Article 70 governs the designation and organisation of national market surveillance authorities and should be read as the foundational provision to which Article 75 adds cross-border and GPAI-specific dimensions. Article 71 addresses market surveillance activities more broadly, while Article 72 covers the EU database for high-risk AI systems that supports surveillance efforts.

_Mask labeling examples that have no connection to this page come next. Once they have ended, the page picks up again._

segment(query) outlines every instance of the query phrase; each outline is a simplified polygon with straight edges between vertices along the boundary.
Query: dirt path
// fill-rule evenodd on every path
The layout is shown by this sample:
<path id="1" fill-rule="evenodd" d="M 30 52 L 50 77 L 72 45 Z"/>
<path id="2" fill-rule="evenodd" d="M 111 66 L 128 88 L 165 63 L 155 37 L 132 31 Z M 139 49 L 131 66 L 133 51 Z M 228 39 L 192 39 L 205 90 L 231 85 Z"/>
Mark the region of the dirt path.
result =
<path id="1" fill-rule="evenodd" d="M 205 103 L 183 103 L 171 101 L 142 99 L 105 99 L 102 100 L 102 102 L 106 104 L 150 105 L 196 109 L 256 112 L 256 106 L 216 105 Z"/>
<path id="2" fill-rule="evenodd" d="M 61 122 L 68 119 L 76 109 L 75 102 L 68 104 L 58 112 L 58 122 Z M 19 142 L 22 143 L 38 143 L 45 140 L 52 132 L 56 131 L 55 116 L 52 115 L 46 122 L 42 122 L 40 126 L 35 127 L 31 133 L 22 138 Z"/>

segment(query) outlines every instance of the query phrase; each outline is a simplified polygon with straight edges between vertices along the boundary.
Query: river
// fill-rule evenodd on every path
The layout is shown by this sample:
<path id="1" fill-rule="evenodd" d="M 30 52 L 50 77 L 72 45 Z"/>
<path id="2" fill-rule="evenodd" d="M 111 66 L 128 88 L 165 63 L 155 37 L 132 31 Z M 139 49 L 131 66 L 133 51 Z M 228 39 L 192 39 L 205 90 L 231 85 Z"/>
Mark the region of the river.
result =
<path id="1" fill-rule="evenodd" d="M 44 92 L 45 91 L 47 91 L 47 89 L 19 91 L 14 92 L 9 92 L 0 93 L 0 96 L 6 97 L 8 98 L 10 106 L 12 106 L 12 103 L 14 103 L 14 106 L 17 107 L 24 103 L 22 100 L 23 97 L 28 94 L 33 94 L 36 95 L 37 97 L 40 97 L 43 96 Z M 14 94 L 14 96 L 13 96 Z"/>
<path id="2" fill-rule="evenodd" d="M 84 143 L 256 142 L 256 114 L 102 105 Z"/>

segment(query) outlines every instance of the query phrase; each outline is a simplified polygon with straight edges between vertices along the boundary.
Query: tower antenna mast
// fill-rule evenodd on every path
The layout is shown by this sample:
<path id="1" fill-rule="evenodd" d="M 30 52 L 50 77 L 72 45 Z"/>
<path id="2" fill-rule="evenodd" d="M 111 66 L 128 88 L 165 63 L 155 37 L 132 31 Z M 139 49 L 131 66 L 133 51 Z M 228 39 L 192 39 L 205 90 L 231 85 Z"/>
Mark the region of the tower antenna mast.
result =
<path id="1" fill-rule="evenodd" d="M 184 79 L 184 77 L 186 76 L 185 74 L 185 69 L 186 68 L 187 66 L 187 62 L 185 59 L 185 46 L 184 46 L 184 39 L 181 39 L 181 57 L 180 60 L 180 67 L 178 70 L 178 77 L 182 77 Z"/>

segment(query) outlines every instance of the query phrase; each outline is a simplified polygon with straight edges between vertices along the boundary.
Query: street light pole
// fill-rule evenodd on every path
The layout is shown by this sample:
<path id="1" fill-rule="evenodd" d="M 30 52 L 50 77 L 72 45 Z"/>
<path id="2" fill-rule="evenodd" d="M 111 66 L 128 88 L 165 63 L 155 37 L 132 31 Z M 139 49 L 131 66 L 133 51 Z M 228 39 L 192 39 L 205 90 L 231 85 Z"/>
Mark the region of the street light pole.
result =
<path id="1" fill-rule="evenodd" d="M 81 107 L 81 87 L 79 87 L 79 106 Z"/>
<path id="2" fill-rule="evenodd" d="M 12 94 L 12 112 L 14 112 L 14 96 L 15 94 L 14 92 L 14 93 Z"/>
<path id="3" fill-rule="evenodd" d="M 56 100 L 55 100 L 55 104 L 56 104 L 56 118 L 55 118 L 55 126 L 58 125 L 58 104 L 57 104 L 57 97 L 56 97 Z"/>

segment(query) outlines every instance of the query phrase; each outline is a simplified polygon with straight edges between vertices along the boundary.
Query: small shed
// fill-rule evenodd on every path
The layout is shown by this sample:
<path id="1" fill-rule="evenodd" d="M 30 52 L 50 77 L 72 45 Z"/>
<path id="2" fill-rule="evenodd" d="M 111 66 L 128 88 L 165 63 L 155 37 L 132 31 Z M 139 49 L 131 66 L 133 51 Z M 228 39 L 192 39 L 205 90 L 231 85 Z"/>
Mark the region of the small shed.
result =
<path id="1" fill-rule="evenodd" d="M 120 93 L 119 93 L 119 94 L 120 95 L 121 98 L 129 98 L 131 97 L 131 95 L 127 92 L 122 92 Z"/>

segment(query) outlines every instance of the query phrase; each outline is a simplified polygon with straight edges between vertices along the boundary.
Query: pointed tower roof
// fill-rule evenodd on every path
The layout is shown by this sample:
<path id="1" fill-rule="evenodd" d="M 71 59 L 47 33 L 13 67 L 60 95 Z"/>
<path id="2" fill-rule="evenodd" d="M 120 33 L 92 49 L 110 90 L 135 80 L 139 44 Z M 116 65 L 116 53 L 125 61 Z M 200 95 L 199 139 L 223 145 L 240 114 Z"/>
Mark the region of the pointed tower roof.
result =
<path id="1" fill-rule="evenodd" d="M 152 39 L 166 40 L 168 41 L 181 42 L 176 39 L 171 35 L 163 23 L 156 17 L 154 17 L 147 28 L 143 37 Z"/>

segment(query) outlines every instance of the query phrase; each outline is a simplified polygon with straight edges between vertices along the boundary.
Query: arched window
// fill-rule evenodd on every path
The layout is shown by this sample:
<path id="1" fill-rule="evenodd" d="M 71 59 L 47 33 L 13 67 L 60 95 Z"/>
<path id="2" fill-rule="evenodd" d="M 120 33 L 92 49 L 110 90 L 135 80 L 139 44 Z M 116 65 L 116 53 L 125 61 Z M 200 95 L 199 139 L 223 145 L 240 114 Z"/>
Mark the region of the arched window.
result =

Article 51 is directly relevant because it defines the systemic risk threshold that triggers the enhanced AI Office oversight under Article 75. Article 94 grants the Commission implementing powers to adopt procedural rules for AI Office investigations. Article 80 governs Union protective measures where a Member State takes action against a non-compliant system, which interacts with Article 75 mutual assistance obligations. Practitioners should also consult Regulation (EU) 2019/1020, which provides the baseline market surveillance procedural framework that Article 75 incorporates and adapts for AI.

Compliance Timeline

The EU AI Act entered into force on 1 August 2024, twenty days after publication in the Official Journal. The Regulation then applies in phases:

• 2 February 2025 — Provisions on prohibited AI practices (Title II, Article 5) became applicable.
• 2 August 2025 — Provisions on general-purpose AI models (Chapter V, Articles 51–56) and the market surveillance framework including Article 75 became applicable. Member States were required by this date to have designated their national market surveillance authorities and notified the Commission.
• 2 December 2026 — High-risk AI systems covered by Annex I (product safety legislation) must comply fully with the Regulation.
• 2 August 2027 — All remaining high-risk AI systems listed in Annex III must comply, completing the full phased application of the Regulation.

For GPAI model providers, Article 75 is therefore already in force. The European AI Office has been operational since its establishment within the Commission structure, and providers should treat its investigatory powers as immediately exercisable. National market surveillance authorities are equally active for non-GPAI AI systems already on the market.